Meeting of the Parliament 18 June 2025
I have a lot of waste to identify, so I will give way later if I can.
The SNP is costing Scotland £1 billion a year in lost growth and countless billions more through incompetence and waste. The SNP Government boasts that its so-called progressive taxation—a system that taxes nurses and teachers more—is bringing in £1.7 billion a year, but the Scottish Fiscal Commission estimates that there is an economic performance gap between Scotland and the rest of the United Kingdom of £1.1 billion in this year alone. We know what is really going on: the impact of the SNP’s tax rises on Scots feel very real indeed, but the benefits are simply another SNP false promise.
That missing billion, in black and white, is the true cost of John Swinney. The Fiscal Commission is being characteristically diplomatic in describing it as an “economic performance gap”. I call it the deep and corrosive economic effect of 18 years of an anti-growth, anti-business SNP Government.
Every independent forecaster, from the Institute for Fiscal Studies to the Office for Budget Responsibility, the SFC and the Fraser of Allander Institute, warns that the SNP Government cannot continue on the fiscal and spending path that it is on. A benefits bill that is set to soar to £10 billion by the end of the year is £2 billion more than the Government can afford. The number of senior civil servants is soaring, and quango after quango is spewing out bizarre and costly recommendations and regulations. John Swinney’s high-tax, low-growth Scotland simply cannot continue. That means taking the SNP’s client state head on.

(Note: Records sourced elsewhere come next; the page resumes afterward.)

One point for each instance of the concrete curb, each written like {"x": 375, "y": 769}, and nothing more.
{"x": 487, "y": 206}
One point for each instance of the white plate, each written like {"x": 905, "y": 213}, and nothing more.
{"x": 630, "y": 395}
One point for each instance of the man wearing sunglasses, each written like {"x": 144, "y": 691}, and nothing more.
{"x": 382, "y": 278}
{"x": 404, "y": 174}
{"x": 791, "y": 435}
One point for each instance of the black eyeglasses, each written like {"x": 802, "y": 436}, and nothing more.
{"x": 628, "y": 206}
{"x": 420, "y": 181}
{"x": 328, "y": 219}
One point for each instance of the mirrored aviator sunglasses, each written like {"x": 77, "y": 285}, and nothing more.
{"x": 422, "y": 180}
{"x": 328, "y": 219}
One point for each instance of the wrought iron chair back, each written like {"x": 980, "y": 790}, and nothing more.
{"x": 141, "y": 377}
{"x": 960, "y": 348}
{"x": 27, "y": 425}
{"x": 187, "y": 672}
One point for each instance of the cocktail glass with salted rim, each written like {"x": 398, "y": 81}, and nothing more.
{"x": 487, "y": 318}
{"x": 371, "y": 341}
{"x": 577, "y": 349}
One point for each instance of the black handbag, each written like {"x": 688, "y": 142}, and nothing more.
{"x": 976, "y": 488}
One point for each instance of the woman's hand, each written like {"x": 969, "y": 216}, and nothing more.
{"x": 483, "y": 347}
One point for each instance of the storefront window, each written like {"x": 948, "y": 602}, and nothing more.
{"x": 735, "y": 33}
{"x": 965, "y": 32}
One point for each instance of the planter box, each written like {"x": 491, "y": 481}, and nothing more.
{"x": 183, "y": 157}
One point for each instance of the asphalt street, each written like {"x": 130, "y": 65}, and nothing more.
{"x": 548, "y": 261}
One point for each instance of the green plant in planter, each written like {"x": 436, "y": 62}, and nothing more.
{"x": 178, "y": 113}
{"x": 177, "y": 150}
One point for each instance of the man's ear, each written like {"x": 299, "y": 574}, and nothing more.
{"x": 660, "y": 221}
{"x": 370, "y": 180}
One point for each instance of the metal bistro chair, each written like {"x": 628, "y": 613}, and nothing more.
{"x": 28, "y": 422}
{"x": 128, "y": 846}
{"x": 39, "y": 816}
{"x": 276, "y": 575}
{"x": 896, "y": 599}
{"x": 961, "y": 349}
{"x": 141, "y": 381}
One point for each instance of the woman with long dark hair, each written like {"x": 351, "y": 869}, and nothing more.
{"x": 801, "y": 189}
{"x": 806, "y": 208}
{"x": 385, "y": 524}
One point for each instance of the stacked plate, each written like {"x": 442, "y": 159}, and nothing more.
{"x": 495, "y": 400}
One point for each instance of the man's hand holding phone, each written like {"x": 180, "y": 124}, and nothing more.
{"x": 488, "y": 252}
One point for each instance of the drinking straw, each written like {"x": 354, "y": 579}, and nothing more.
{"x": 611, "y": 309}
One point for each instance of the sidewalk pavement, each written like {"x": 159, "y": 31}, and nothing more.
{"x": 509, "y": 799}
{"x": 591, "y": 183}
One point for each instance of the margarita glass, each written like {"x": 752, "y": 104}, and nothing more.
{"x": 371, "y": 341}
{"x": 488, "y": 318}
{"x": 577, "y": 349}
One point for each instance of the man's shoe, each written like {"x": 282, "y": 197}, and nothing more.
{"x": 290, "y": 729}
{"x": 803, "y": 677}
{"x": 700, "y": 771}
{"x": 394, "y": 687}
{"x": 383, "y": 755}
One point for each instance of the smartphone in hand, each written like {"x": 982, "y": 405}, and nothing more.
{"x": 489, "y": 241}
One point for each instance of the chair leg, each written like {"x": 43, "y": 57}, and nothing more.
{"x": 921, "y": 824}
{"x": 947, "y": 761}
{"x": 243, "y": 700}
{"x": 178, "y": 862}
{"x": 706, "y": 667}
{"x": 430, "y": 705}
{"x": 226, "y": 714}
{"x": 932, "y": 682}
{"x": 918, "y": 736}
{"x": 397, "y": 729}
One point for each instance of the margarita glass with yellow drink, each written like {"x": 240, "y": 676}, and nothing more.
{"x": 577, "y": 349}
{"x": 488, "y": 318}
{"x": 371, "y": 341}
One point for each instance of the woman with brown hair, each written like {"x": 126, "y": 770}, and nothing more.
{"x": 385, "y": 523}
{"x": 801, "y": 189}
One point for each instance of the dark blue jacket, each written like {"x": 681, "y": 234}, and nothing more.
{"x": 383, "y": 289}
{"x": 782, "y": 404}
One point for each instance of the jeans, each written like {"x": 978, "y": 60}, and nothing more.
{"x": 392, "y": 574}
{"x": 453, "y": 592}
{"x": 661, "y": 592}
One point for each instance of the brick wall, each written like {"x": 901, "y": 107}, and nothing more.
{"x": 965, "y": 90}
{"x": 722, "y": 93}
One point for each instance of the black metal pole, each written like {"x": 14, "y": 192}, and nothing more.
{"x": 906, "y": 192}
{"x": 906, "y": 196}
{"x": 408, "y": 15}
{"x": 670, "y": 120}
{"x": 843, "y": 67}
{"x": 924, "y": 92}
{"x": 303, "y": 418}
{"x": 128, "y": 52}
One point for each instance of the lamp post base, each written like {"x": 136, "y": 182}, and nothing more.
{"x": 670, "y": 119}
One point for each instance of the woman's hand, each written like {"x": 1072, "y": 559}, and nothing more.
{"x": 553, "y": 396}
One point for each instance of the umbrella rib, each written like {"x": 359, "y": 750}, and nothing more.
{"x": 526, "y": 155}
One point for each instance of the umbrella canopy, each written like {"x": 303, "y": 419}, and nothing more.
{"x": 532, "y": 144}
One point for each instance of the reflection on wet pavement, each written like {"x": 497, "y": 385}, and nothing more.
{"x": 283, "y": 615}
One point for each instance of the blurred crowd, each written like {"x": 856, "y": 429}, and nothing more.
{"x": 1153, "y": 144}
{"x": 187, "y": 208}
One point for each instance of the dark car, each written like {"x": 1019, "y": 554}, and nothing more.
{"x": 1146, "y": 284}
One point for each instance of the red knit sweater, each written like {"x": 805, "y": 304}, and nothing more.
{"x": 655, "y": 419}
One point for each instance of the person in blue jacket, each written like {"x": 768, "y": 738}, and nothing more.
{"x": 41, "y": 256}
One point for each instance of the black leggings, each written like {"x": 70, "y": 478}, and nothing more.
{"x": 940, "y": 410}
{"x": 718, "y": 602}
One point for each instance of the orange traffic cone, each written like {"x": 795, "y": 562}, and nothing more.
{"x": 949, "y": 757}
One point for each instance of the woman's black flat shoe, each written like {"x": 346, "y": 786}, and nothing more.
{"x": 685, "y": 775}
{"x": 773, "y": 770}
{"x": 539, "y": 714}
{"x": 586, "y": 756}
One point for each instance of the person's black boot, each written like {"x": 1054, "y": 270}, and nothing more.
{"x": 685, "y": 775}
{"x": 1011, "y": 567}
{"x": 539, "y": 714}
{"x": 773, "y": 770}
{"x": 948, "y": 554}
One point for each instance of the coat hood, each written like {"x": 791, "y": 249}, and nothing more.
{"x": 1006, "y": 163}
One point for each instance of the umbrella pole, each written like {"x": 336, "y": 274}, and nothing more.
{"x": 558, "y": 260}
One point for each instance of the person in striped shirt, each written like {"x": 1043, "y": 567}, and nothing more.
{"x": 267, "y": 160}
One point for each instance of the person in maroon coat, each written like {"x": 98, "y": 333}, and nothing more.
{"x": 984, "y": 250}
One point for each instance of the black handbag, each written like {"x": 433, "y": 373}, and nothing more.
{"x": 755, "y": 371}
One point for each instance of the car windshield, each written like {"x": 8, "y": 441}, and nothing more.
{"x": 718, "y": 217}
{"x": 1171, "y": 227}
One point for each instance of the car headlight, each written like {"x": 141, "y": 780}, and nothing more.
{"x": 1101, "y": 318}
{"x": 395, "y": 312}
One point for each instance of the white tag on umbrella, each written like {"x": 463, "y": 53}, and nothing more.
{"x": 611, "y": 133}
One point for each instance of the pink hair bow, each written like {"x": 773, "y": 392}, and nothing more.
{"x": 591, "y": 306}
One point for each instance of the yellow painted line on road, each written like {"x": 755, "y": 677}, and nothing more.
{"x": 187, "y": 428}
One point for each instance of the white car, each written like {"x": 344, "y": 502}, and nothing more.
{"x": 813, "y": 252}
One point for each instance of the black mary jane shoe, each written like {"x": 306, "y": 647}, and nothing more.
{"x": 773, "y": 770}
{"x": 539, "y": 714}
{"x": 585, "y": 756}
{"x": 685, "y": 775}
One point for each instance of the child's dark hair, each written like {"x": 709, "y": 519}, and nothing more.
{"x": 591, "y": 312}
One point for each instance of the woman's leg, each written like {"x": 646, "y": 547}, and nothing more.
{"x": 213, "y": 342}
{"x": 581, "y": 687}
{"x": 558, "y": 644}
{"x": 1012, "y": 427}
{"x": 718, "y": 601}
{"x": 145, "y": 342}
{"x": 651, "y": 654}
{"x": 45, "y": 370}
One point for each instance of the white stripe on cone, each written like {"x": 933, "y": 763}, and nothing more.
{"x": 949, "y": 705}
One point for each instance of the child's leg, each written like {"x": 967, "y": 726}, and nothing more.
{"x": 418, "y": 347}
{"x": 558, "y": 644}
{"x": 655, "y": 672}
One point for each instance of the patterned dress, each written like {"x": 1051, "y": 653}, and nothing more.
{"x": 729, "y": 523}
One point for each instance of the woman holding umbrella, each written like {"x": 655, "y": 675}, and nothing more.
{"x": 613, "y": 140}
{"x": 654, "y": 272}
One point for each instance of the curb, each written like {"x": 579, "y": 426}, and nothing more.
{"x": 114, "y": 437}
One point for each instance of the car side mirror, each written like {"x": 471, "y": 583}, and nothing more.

When we brought forward our fully costed plans for tax cuts this year, Shona Robison said that they would be impossible. However, on Monday, John Swinney finally admitted that she has got it wrong, announcing that, this week, the SNP Government will reveal £1 billion of SNP waste that the SNP itself has identified. However, when the SNP talks of public sector reform, we do not expect much action.
We would deliver it, however. We would reduce the size of the civil service back to pre-2016 levels within five years. We would introduce a new taxpayer savings act to cut the number of quangos by a quarter, through closing down and merging unnecessary bodies such as the Scottish Land Commission and Community Justice Scotland and creating a Scottish agency of value and efficiency—SAVE—a short-term, business-led body that is designed to mount a war on waste to claw back £500 million of misspent public money. We would introduce tighter public spending rules that would clamp down on the frivolous use of taxpayers’ money and introduce sanctions on individuals who breach those rules. We would apply a zero-based accounting system to the annual budgetary process of the Scottish Government, and we would go on to reduce red tape on public services such as the national health service by reducing their statutory reporting requirements. We would also slash the cost of government, making efficiencies in public relations and human resources departments. That would mean more doctors, fewer spin doctors and more shared service hubs across government.
We would make sure that every public sector worker is focused on delivering for taxpayers. We would ban woke roles in equality, diversity and inclusion. We would end once and for all the Scottish Government’s obsession with gender issues, and ban the production of all non-statutory guidance that relates to gender identity or trans issues across the public sector.